The black larvae are mature and the next stage looks similar but doesn’t move. This next stage is a pupa and after a few weeks an adult BSF emerges as you’ve witnessed. The bin isn’t a good environment for BSF pupation, but if they can’t escape the BSF will pupate there. As for harvesting the mature larvae I can only direct you to the DIY bucket composter on my site for details on the tube/ramp system. I’m not sure if you can adapt your worm tower this way but there is another method you can try. It’s easier to collect the BSF larvae before they mature because you can attract them with food (mature larvae don’t eat). I describe that method on the following page: http://blacksoldierflyblog.com/2008/07/25/collecting-immature-larvae/
If you can keep the worm bin in a shed or garage where BSF females can’t access it the existing BSF will eventually complete their cycle and you won’t get more. You would need to remove any BSF adults that emerge from the bin. The key is to keep BSF females from landing on the outside of the worm bin. BSF will lay eggs on the outside of the bin and the tiny larvae will enter after hatching.
I hope that helps.
16.) Not seeing the reported repellent effect toward pest fly species
I have seen several times your comments that the BSFL actually repel houseflies. For me that is not true. I have a lid on my bin and as soon as I open it up, out comes a swarm of houseflies. It is as bad as food being left out in a garbage can. Also, I have seen houseflies literally walking on a larvae in the bin. Do you have any thoughts on why I might be having houseflies and yet still have a large thriving BSFL colony?
The only thing I can think of is that you don’t have sufficient density of BSF larvae to see the repellent effect. I’ve processed substantial amounts of fresh fish with BSF during an entire summer of 90-100º days with hardly a house fly around the unit. Keep in mind that this isn’t just my experience; there are several studies that record this effect.
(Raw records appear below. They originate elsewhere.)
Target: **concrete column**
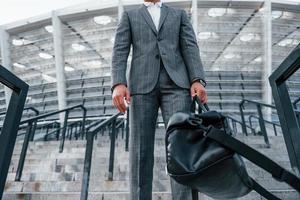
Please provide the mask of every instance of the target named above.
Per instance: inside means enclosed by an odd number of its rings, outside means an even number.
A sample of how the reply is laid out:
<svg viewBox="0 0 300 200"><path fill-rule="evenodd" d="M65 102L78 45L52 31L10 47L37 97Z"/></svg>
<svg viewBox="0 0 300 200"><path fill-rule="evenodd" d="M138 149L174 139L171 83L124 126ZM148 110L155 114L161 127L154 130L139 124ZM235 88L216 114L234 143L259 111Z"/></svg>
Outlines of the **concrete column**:
<svg viewBox="0 0 300 200"><path fill-rule="evenodd" d="M192 0L192 25L197 36L198 34L198 4L197 0Z"/></svg>
<svg viewBox="0 0 300 200"><path fill-rule="evenodd" d="M272 104L272 90L269 85L269 76L272 73L272 3L265 0L263 7L263 102ZM266 109L266 119L271 119L272 110Z"/></svg>
<svg viewBox="0 0 300 200"><path fill-rule="evenodd" d="M118 18L119 18L119 21L121 20L123 11L124 11L123 2L122 2L122 0L119 0L119 4L118 4Z"/></svg>
<svg viewBox="0 0 300 200"><path fill-rule="evenodd" d="M58 109L65 109L67 107L66 101L66 77L65 77L65 58L63 48L63 32L62 22L56 15L55 11L52 12L52 26L53 26L53 46L55 55L55 68L57 79L57 97ZM60 115L60 122L63 122L64 114Z"/></svg>
<svg viewBox="0 0 300 200"><path fill-rule="evenodd" d="M0 46L1 46L1 57L2 57L1 64L9 71L12 71L11 54L10 54L10 36L9 33L2 28L0 28ZM4 87L4 92L5 92L5 104L6 104L6 108L8 108L12 91L9 88Z"/></svg>

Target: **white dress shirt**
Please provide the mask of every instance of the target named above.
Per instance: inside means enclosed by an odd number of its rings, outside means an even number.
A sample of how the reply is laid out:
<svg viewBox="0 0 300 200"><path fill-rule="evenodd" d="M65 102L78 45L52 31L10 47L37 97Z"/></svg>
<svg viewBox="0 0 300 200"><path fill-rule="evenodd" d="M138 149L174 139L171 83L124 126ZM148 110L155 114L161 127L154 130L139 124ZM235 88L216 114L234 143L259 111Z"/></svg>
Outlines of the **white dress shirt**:
<svg viewBox="0 0 300 200"><path fill-rule="evenodd" d="M159 20L160 20L160 10L162 6L162 2L144 2L144 5L147 7L148 12L151 15L151 18L153 20L153 23L156 27L156 30L158 30Z"/></svg>

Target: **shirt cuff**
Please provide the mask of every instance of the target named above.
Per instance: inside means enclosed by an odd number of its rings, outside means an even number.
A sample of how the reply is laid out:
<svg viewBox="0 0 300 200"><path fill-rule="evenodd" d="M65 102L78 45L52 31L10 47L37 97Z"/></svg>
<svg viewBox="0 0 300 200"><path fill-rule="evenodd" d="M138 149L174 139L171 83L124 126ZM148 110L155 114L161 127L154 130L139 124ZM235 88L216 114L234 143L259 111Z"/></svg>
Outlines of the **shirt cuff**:
<svg viewBox="0 0 300 200"><path fill-rule="evenodd" d="M203 87L206 87L206 81L201 79L201 78L194 78L192 80L192 84L195 83L195 82L199 82Z"/></svg>

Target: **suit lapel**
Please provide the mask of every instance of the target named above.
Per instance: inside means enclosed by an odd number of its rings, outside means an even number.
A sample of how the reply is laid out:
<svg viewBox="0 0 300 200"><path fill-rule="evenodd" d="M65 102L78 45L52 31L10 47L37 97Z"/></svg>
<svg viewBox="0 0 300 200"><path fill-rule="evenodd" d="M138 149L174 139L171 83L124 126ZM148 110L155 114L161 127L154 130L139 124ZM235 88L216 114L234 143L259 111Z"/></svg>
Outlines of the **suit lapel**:
<svg viewBox="0 0 300 200"><path fill-rule="evenodd" d="M153 23L153 20L151 18L150 13L147 10L147 7L145 5L142 5L140 8L140 12L142 14L142 16L144 17L145 21L147 22L147 24L150 26L150 28L152 29L152 31L155 33L155 35L157 35L157 30L155 28L155 25Z"/></svg>
<svg viewBox="0 0 300 200"><path fill-rule="evenodd" d="M160 20L159 20L159 24L158 24L158 32L159 32L160 28L162 27L162 25L164 24L165 19L168 15L168 12L169 12L168 7L164 4L162 4L161 13L160 13Z"/></svg>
You can, however, nullify the repellent effect if you have an excess of uneaten and spoiling food waste in your unit. In other words; at some point the attractive nature of excess waste trumps the repellent effect of the BSF.
To see the repellent effect I would estimate that you need the equivalent of an inch or two of solid larvae in the container. I often will have more than that. Also, on average the waste should be consumed within about one day with soft items disappearing in hours and hard items like raw potato taking several. If you’re seeing the same waste sitting on the surface for days on end I’m not surprised that you would attract other fly species.
In the first photo below you can see two BSF laying eggs and also two house flies checking out some fish that I had added only two hours before. The house flies landed on the edge of the BioPod but not on the fish. One thing that probably helps the repellent chemicals produced by the BSF is the fact that you couldn’t smell the fish while standing next to the unit.
The second photo is two hours later; a total of four hours after I added the fish and no other species were present. The next morning there was nothing left of the fish except for bones, and still no house flies were seen in the unit.